On a conference call today, top execs projected UPS will make over $4 billion this year. First quarter profits are up. Profits at UPS Freight were up by almost 22 percent. Volume rose by 4 percent. Revenue hit $15.32 billion.
All these numbers exceeded Wall Street’s projections. But with contract negotiations on the horizon, UPS and UPS Freight Teamsters should expect management to pour on the doom and gloom.
The new watchword at UPS and on Wall Street is “cost control.”
E-commerce is less profitable than business-to-business deliveries. Volume is up, but profit-per-package is down.
To increase the profit margin on each package, UPS is turning to technology like the new automated hubs under construction and they are squeezing workers for more production.
For management “cost control,” means speed-up and concessions.
In the last contract, UPS lengthened the progression, cut healthcare, and froze part-time starting pay at $10 an hour among other concessions.

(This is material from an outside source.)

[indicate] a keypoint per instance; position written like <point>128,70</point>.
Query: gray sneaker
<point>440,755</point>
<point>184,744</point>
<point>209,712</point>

It’s a different story when it comes to UPS CEO David Abney, who made $13.4 million last year. Abney got a 21 percent increase in 2016, a 35 percent raise in 2015, and a nearly 105 percent increase in 2014. (Source: U.S. Securities and Exchange Commission).
UPS and UPS Freight Teamsters are proud to work for a profitable company. We want UPS to be successful—and it is.
UPS projects that profits for the year will be from $5.80 to $6.10 per share. That’s up to $4.7 billion.
UPS and UPS Freight Teamsters know that it’s our work that makes these profits.
We’ve had enough of givebacks and weak contracts. There are 4.7 billion reasons why the next contract needs to be about the members.